Nach ihrer Entlassung aus dem Arbeitshause setzte Bademinna ihren vagabundierenden Wandel, nicht als Land-, so doch als Stadtstreicherin, fort, ward syphilitisch, infizierte mehrere Männer, und als diese sie deshalb bei der Polizei denunzierten, machte diese ernstliche Jagd und verhaftete sie endlich in einer bekannten Tabagie der Louisenstadt, worin nebenbei ein kleines Privatbordell gehalten ward.

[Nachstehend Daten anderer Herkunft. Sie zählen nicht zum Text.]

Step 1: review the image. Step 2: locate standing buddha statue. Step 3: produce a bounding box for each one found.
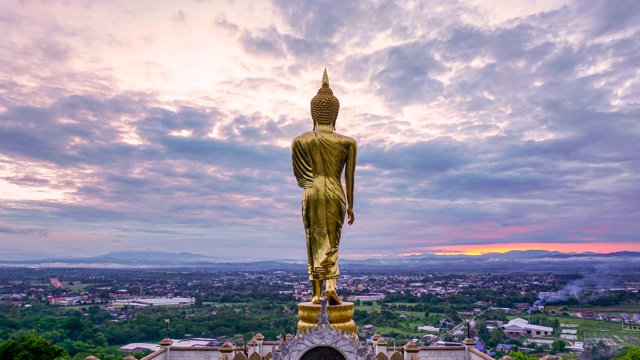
[291,69,357,305]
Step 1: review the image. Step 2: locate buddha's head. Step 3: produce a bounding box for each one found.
[310,69,340,130]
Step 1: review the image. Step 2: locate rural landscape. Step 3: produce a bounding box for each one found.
[1,253,640,359]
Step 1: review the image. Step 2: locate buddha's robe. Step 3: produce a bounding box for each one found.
[292,131,349,281]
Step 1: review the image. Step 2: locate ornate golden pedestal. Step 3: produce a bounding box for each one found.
[297,301,356,334]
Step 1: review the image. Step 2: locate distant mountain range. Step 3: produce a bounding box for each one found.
[1,250,639,272]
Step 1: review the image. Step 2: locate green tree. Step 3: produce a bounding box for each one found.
[490,327,506,343]
[618,346,640,360]
[71,346,133,360]
[0,335,67,360]
[194,294,204,308]
[551,339,567,354]
[509,350,537,360]
[476,320,490,342]
[93,332,108,348]
[58,339,93,356]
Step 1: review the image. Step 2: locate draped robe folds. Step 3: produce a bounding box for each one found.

Jetzt kam sie auf sechs Monate nach dem Arbeitshause und war nach ihrer im vorjährigen strengen Winter erfolgten Freilassung in der ersten Zeit so von Kleidungsstücken entblößt, dass sie in der grimmigen Nachtluft im dünnen weißen Kleide, ohne Mantel, ohne Kopfbedeckung, ja ohne ein wärmendes Tuch die F......sche Tanzhalle betrat, um dort Männer zu angeln und sich durch Preisgebung ihres Körpers kümmerlich zu nähren. Sie trank Abends Champagner, und hatte früh oder Mittags vielleicht nicht ein Stück Brot gehabt. So berühren sich im Leben der Prostituierten verschwenderischer Überfluss und der drückendste Mangel! Später fand sie einen etwas beständigen Liebhaber, der sie schicklich einkleidete. Gegenwärtig soll sie wieder fleißig die Badeanstalten besuchen, deren heutige Diener das Schicksal ihrer Vorgänger vergessen zu haben scheinen. —

Man darf sie nicht verwechseln mit einer andern, ebenfalls der Prostitution in jenen Bädern ergebenen Dirne, der sog. Badeguste, einem Frauenzimmer, die als Kind auf dem Köpenicker Felde gefunden und von einem Sporenmacher erzogen ward, weshalb sie auch die „Sporenmacherguste“ genannt wird. Auch diese ist keine unansehnliche Dirne und war, wie die schöne Male und die Feldlotte, früher eine in und um die Kasernen am Hallischen Tore sehr gern gesehene Dirne. Die Badeguste, obschon weniger persönlich unordentlich, und wirtschaftlicher als die Bademinna, steht jedoch auch mit Dieben in Verbindung und ist namentlich in der neuesten Zeit vielfach solchen Umganges angeschuldigt worden, ohne dass man jedoch ihr bisher eine nach den Kriminalgesetzen strafbare Handlung nachzuweisen im Stande gewesen ist.